SOMMAIRE: L'Europe des Douze fonctionnait avec neuf langues. On en parle désormais onze. Partie serrée entre le français et l'anglais pour la suprématie linguistique. (Le Monde, le 12 janvier 1995)

Ce n'est pas la guerre, loin s'en faut, mais les escarmouches ne manquent pas. Une guérilla plus ou moins feutrée s'est engagée à Bruxelles entre langues »dominantes , à coups d'»instructions gouvernementales et de pressions. Dans le même temps, l'élargissement de l'Union européenne accroît les difficultés de communication et gonfle les effectifs - déjà considérables - des fonctionnaires affectés à l'interprétariat.

Jusqu'aux consignes pour les exercices d'incendie affichées dans les bureaux et rédigées en neuf langues, l'égalité linguistique entre les États membres de l'Union est hautement proclamée, tant dans la capitale belge qu'à Strasbourg. Toute réunion importante a lieu en présence d'une multitude d'interprètes enfermés dans les cages de traduction simultanée qui font partie du décor de l'eurocratie. Partout, un tableau affiche le numéro des canaux disponibles: allemand, anglais, danois, espagnol, français, grec, italien, néerlandais et portugais. Les Irlandais ont fait preuve de compréhension en ne demandant pas l'introduction du gaélique. Le belge n'existe pas. Le luxembourgeois si, mais le grand-duché en a fait grâce à l'Union européenne.

En dehors du corps d'élite des interprètes-traducteurs, le célèbre SCI, »service commun interprétation-conférences de la Commission, des milliers de fonctionnaires européens sont payés uniquement pour remplir des tâches linguistiques. On atteint des records au Parlement européen, où il n'est pas question que le moindre communiqué, la moindre intervention en séance, soient ignorés des autres élus du peuple. La machine est impressionnante, grande consommatrice de papier. Avec parfois des dérapages spectaculaires, tel ce texte évoquant »les avions sans pilote qui prennent pour cible les centrales nucléaires , alors que, dans la langue originelle, il s'agissait des »avions qui survolent les centrales en pilotage automatique . »D'ores et déjà, 1 % du budget des institutions communautaires [proche de 500 milliards de francs au total en 1994] est consacré à l'interprétation et à la traduction, indique Philippe Petit-Laurent, ancien directeur du personnel à la Commmission. Cela mobilise 20 % des effectifs de la Com

mission, 50 % au Parlement et 80 % à la Cour de justice de l'Union européenne. Chaque langue nouvelle devrait entraîner le recrutement de quelque deux cents traducteurs. A douze, le nombre des combinaisons linguistiques (traduction d'une langue à l'autre et réciproquement) était de soixante-douze. A quinze, on atteindra la centaine et, avec l'entrée de la Hongrie, de la Pologne, de la République tchèque, de la Slovaquie et de la Slovénie, on en arriverait à quelque deux cents...

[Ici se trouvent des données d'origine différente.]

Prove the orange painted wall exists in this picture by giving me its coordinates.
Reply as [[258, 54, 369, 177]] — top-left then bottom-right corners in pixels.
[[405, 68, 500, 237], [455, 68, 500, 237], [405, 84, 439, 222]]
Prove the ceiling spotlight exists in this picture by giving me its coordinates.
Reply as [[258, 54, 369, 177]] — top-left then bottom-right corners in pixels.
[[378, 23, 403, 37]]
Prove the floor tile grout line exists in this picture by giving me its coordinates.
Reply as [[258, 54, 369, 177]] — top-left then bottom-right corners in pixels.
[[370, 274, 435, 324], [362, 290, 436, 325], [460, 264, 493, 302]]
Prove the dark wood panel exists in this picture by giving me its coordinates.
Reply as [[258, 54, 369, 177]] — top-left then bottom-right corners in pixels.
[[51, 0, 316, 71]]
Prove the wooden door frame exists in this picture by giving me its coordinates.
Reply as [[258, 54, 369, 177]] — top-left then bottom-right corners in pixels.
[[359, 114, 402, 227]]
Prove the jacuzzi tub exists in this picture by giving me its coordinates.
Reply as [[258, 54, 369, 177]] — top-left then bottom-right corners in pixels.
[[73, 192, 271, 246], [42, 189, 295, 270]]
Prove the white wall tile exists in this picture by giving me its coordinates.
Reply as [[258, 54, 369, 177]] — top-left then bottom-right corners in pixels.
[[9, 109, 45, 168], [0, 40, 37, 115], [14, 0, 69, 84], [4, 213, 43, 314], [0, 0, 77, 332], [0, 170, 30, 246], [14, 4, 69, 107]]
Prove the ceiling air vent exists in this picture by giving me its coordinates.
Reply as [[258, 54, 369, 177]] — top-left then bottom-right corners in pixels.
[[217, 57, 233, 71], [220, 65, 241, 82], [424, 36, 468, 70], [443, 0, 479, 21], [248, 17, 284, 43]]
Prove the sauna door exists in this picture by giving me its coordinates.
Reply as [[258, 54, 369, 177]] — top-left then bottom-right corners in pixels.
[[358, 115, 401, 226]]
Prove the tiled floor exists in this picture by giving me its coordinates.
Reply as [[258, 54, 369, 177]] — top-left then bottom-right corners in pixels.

Faudra-t-il étendre aux procédures formelles (réunions ministérielles, débats parlementaires) le recours à trois langues principales (français, anglais, et, dans une moindre mesure, allemand) déjà en usage pour les procédures informelles et urgentes (besogne quotidienne dans les services de la Commission, débats d'experts, réunions préparatoires du Conseil)? En dehors de légitimes fiertés nationales, il existe de délicats problèmes juridiques. »L'Union européenne n'est pas un »machin comme l'ONU, rappelle un expert. Sa »législation , directement applicable dans tous les États membres, doit être comprise par l'ensemble des populations concernées. C'est pourquoi les trois éditions quotidiennes du journal officiel de l'Union européenne seront publiées en onze langues.

Sans remettre en question l'égalité linguistique pour les documents officiels, Alain Lamassoure, ministre délégué aux affaires européennes, a annoncé, le 14 décembre 1994, que la France profiterait de sa présidence de l'Union européenne - premier semestre 1995 - pour proposer »la mise en place d'un régime de cinq langues de travail, régime limité a fonctionnement interne des institutions . La réaction a été immédiate: le gouvernement grec a vigoureusement protesté; quant à la presse d'Athènes, elle est allée jusqu'à évoquer »une Europe à deux vitesses, même pour les langues .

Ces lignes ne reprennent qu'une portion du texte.